Ma quanto vale la candidatura di Speranza? Non molto a quanto pare perché secondo un sondaggio di Scenari Politici condotto per l’Huffington Post per il 38,5 per cento degli elettori PD nessuno dei possibili candidati anti-Renzi ha la credibilità per diventare la nuova guida del partito. E Speranza non riesce a rientrare neanche nella top 5. Nella speciale classifica il preferito rimane il presidente della Regione Toscana Rossi (14,8%), seguito da Emiliano (9,8%) e Massimo D’Alema (che non si candiderà) con il 9,3 per cento.

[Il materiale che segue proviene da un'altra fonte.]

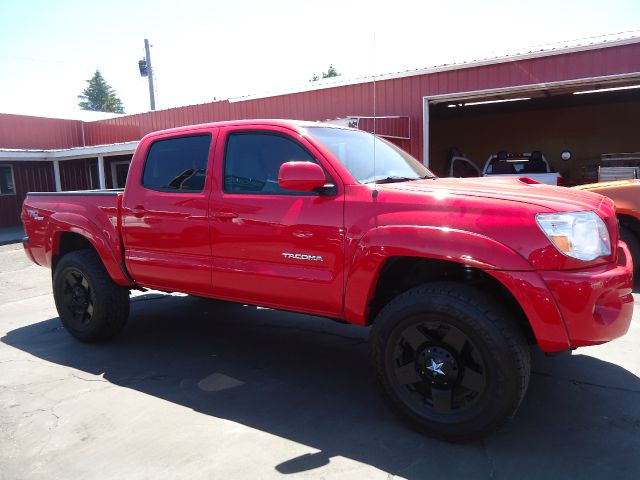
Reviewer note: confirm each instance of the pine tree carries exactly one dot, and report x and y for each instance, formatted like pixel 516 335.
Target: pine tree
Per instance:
pixel 99 96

Prima dell’ex capogruppo, che raccoglie il 6,2% delle preferenze, figurano anche Nicola Zingaretti (8,1%) e Gianni Cuperlo (6,6%). Gli elettori democratici quindi non sembrano entusiasti e la sfida appare tutta in salita. Ma questo Speranza già lo sapeva perché, nel giorno della sua candidatura alla segreteria del partito, aveva dichiarato: “Sarò Davide contro Golia”. L’unica chance del giovane democratico è quella di aggregare consensi presentando un programma chiaro e soprattutto davvero alternativo a quello di Matteo Renzi. Il rischio, in caso contrario, è quello di finire per esser liquidato con un semplice: “Speranza chi?”
Per approfondimenti citofonare a Stefano Fassina.